Be prepared to listen by nodding your head and holding their hand to show that you are listening even though you're not saying anything, just don’t interrupt them.
“Sometimes they might say, ‘I'm so overwhelmed, I don't even know what to do.’ That's when you can gently suggest, ‘based on what I'm hearing, there's some resources in the community that you could reach out to that have professional services to listen and to help in a way that maybe I can't.’ If they are open to it, you can give them the information.”
What SAIF offers
There are education programs and free, short-term counselling programs for both teens aged 12 to 17 and for adults. Group counselling programs too. They cover the range of emotional, psychological, sexual, verbal, financial, spiritual and cultural abuse.
SAIF is a second stage trauma organization, Kelleppan noted, because it does not operate as a shelter. That job goes to Jessie’s House in Morinville.
SAIF also offers play therapy for 5- to 11-year-olds. It’s a relatively new program although it’s on pause due to COVID.
“With children, talk therapy doesn't always work. Children have imaginations and so the way that they communicate is through play,” she explained.
For background, she offered Charlie’s story. Charlie is a real kid but that is not his real name. SAIF works with schools helping children at risk in the community. One school brought Charlie to her attention. He was six at the time and very disruptive, very angry, and he would throw things. His only communication method was yelling and screaming, she said, pointing out that he was using words no child should know,
“We knew that his home situation included abuse but it was very unlikely that Charlie would ever be removed from the home because of the nature of the abuse. If it's physical or sexual (abuse), that tends to be much easier to remove a child, but when it's verbal and emotional, it's a little trickier. It doesn't often happen.”

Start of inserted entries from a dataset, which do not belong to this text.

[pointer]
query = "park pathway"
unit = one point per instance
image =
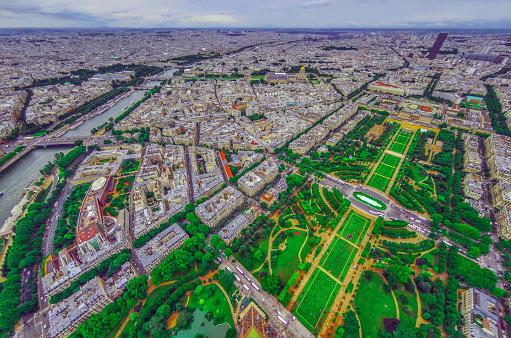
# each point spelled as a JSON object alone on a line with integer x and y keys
{"x": 228, "y": 299}
{"x": 393, "y": 179}
{"x": 343, "y": 298}
{"x": 419, "y": 320}
{"x": 149, "y": 291}
{"x": 316, "y": 261}
{"x": 380, "y": 159}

Unfortunately, SAIF didn’t have a program for Charlie at the time and Kelleppan knew his parents couldn’t afford a private therapist at $300/hr. A guidance counsellor at the school had worked with the young child and had some experience with play therapy. During play, Charlie built fortresses and walls and fences and gates out of sand.

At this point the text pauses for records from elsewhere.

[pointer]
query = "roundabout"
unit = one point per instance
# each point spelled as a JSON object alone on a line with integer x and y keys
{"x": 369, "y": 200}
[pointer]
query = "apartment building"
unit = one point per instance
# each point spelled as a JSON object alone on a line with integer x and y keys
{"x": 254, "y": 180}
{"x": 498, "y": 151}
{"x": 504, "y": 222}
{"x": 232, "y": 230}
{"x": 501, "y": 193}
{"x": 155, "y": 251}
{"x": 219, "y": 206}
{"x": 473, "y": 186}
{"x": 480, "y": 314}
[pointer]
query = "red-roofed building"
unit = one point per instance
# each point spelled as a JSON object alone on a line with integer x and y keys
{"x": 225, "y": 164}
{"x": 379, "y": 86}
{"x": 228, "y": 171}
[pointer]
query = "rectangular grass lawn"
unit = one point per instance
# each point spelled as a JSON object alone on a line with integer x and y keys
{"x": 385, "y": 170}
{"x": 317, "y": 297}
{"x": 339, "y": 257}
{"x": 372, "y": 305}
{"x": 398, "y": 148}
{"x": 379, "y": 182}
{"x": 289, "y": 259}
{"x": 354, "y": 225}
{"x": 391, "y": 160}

He said he needed to protect the castle.
“From there, we could determine he was trying to protect himself: Charlie is trying to build all these shields around himself to protect himself from what he deals with every day. Now, if we had asked him outright, we wouldn't have gotten that, but from play therapy, we could figure out Charlie was scared. He operates from a sense of fear and he's trying his darndest to protect himself. All the yelling and the throwing things ... he is protecting himself,” she continued.

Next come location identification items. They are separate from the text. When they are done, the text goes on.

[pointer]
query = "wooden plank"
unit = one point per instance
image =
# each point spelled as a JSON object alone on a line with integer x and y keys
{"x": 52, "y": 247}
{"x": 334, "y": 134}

“We've known this for a while – that children therapy was important – but it didn't hit home as hard as when I heard Charlie's story. We all looked at each other trying to help this kid and knowing his future was likely to already be written at six years of age: that he was likely going to be an abuser himself; that he was likely going to have dysfunctional relationships; that he was susceptible to addictions. We said, we've got to change that, so we raised the money with the community to pilot a program this year.”
SAIF has a waitlist for this program, which requires funding as does its other programs and services. That’s one of the many reasons why the St. Albert Gazette spent September looking deep into what they offer back to the community. It’s important to shine a light on an agency that helps people who really need it.
SAIF needs your help too. It's time for all of us to check in.